Does it really matter if the RBA cuts again?
The Reserve Bank of Australia opted to leave interest rates on hold. But with key parts of the economy in decline, it may be just a matter of time before it has to cut again. The question is: how effective will a rate cut be?
It’s generally folly to predict whether the RBA will raise, cut or hold rates steady. And fortunately, we’ve not needed to predict economic data to know that we should be avoiding some sectors. Deteriorating individual company economics in some sectors and virtually insane valuations in others have both been sufficient to warn us, for example, to stay away from consumer facing stocks, and especially those demonstrating strong overseas growth priced for indefinite continuity. And our bias has had a lot to do with the outlook for the housing construction and retail sectors, which you might appreciate are the third and second largest employment sectors in Australia respectively.
So, what do we know?
- We know that residential approvals fell off a cliff late last year and earlier this year. Dwelling approvals have fallen from circa 280,000 dwellings at the peak to less than 170,000 dwellings. That’s a fall of 40 per cent.
- We know that approvals must lead construction activity, so at some point in the next six months housing construction activity is going to collapse.
- We know that the construction industry employs 9.6 per cent of the workforce and 37 per cent of those people are employed directly in residential construction. That’s 3.5 per cent of the workforce employed in residential construction which is about to decline 40 per cent.
- That means income growth for these workers (tradies etc.) is about to turn negative.
- Having spoken to several of Australia’s and NSW’s largest privately-owned house and land (H&L) package developers, we know that their pipeline is already down 50 per cent. Without a circuit-breaker (rate cut and looser credit availability) they will be laying off staff by Christmas. As an aside we also know that national vehicle sales have collapsed and listed car dealers such as AHG have downgraded. A dealer principal I have spoken to is laying off staff already.
- We know that the listed H&L developer Villaworld reported a greater-than-50 per cent decline in unit sales volume half-on-half earlier this year and we know that the listed AV Jennings reported a 90 per cent decline in profits (albeit unadjusted). More recently, Villaworld provided its 3Q19 update which underlined a continuation of weak conditions. In the four months to 30 April 2018, the company generated 266 sales or an average of 66 per month. To put this in perspective, in 2018, the company was selling 149 per month. The current run rate is the lowest since FY13.

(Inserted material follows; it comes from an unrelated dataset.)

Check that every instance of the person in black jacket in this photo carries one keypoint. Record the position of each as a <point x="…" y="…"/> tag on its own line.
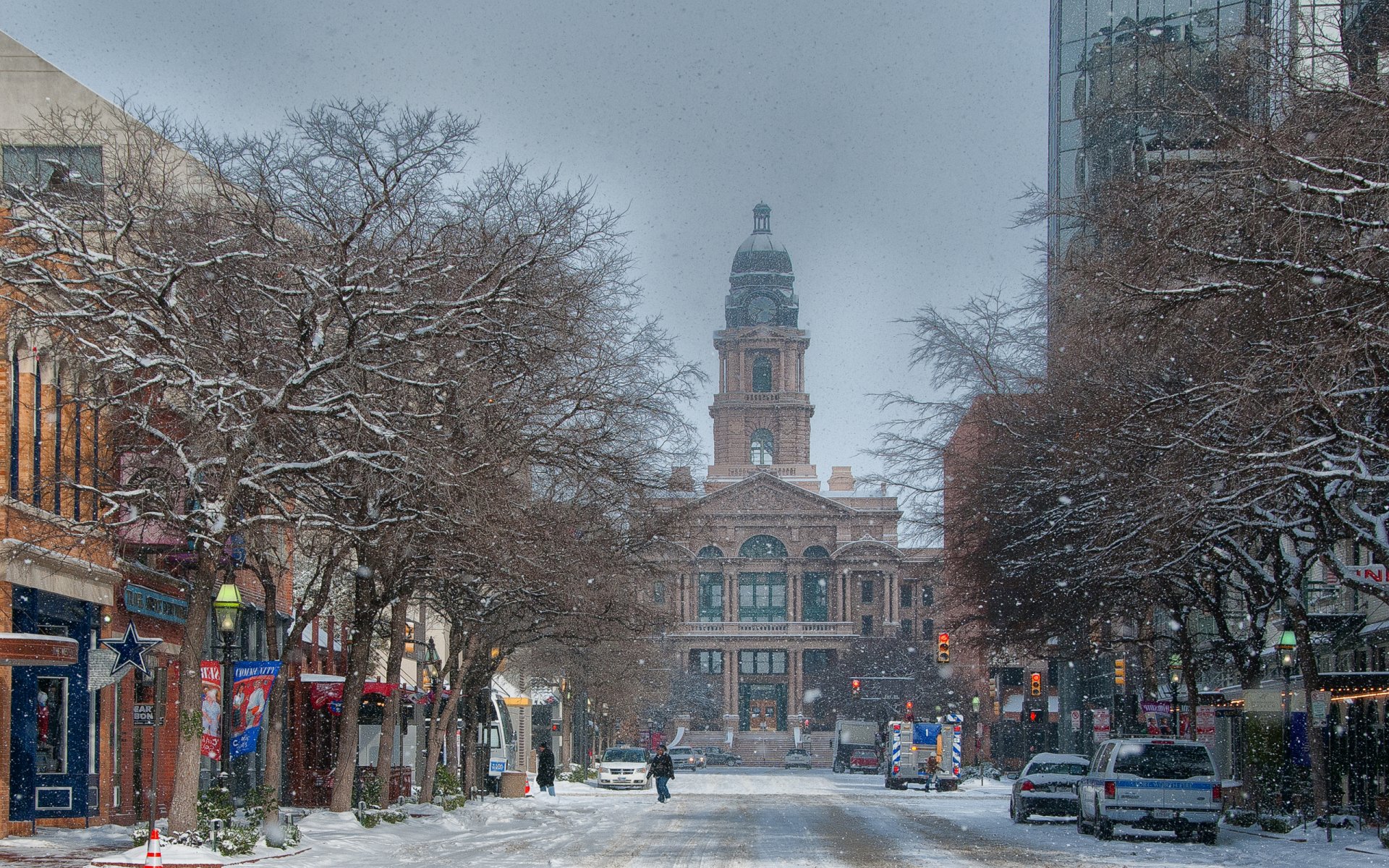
<point x="663" y="768"/>
<point x="545" y="770"/>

- We can safely conclude that without said circuit breaker, already-anemic national wage growth will slow further and national unemployment will rise.

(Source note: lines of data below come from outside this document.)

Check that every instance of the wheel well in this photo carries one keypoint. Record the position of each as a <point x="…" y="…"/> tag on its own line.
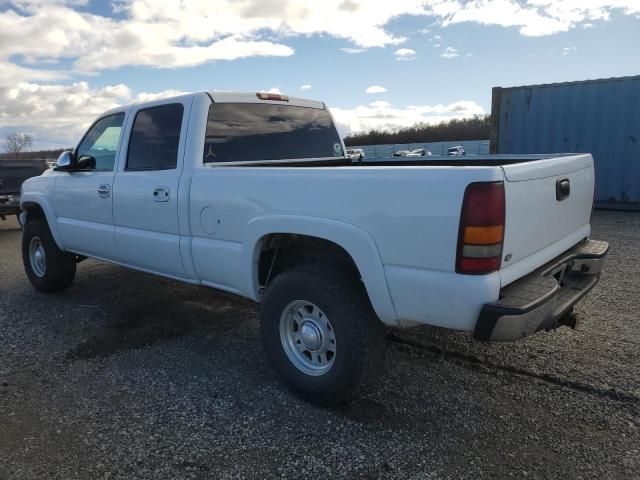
<point x="282" y="251"/>
<point x="33" y="210"/>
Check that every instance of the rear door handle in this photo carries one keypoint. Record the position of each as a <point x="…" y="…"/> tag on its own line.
<point x="563" y="188"/>
<point x="161" y="194"/>
<point x="104" y="191"/>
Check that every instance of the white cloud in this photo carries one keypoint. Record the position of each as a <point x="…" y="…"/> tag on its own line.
<point x="376" y="89"/>
<point x="405" y="54"/>
<point x="380" y="104"/>
<point x="353" y="50"/>
<point x="531" y="17"/>
<point x="173" y="33"/>
<point x="57" y="115"/>
<point x="450" y="52"/>
<point x="382" y="115"/>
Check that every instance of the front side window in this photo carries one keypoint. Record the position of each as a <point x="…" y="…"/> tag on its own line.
<point x="155" y="138"/>
<point x="102" y="140"/>
<point x="245" y="132"/>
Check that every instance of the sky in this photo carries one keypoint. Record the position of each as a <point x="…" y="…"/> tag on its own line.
<point x="376" y="63"/>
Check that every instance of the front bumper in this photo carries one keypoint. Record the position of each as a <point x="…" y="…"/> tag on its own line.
<point x="543" y="299"/>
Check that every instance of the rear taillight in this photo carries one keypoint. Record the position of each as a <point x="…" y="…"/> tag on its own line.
<point x="481" y="228"/>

- As Figure 1 shows, the April employment index dropped from 6 in March to -1 in April. Given the points above, this should not come as a surprise. It is the weakest reading since January 2016 and the sharpest one-month fall since the GFC.
- The Reserve Bank of Australia (RBA) has excused its neutral stance by pointing to ongoing strength in the labor market.
More recently, the RBA has acknowledged that rates need to be lowered if unemployment increases.
Figure 1. A strong signal for the RBA to cut rates
- It’s worth thinking about how a sharper-than-currently-expected slowdown in the Australian economy may affect the growth of businesses in your portfolio as well as their price multiples. Remember, sell side analysts tend to be slow in downgrading expectations, preferring to wait for company guidance. It’s also worth considering how effective a rate cut, combined with a reduction in APRA’s 7.25 per cent stressed mortgage assessment rate might be at re-stimulating lending, house prices and construction activity.